On this day 50 years ago,

the social-liberal coalition under Willy Brandt passed the so-called Radikalenerlass (Radical Decree), the aim of which was to check applicants for the civil service for their loyalty to the constitution. According to the Public Servants Act, they must always be committed to the Constitution and the liberal-democratic order. This decision made it possible to submit a standard inquiry to the Office for the Protection of the Constitution for all applicants for the public service. If this inquiry revealed anti-constitutional activities, the person was not accepted for employment. Civil servants already working in the public sector could also be checked in this way for their loyalty to the constitution. The law was introduced by the social-liberal government to justify its Eastern policy of rapprochement with the Soviet Union and the GDR, as the CDU-led opposition warned of infiltration by extremist forces in the civil service.

Publicly, the decision was directed against both left- and right-wing extremists. In practice, however, it was mainly applicants and civil servants from the left-wing who were checked for their loyalty to the constitution. Critics of the decision saw it primarily as an attack on freedom of expression, which instead of protecting the free democratic basic order was an attack on it. Furthermore, right-wing extremists were not prosecuted with the same consistency as those from the left-wing spectrum. In some professions that could only be exercised in the civil service – for example, teaching in schools – a negative assessment by the Office for the Protection of the Constitution was tantamount to a ban from the profession. This practice was also criticized abroad. France in particular, which at the time was led by a left-wing government, described the decree as undemocratic. At the Free University of Berlin in 1977, there was a large strike against this practice, which was joined by all the universities in the city.

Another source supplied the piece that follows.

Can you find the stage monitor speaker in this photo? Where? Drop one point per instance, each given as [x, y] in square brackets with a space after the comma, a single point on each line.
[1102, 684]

Until the abolition of the regular inquiry, a total of 1.4 million people were examined by the Office for the Protection of the Constitution, 1,100 applicants were not hired, and more than 11,000 disciplinary investigations were initiated against public service employees. Starting in 1985, the decision was gradually revoked by the federal states. Those affected are still complaining about the lack of compensation and full rehabilitation. In 2016, Lower Saxony became the first German state to set up a commission to deal with the bans imposed on civil servants.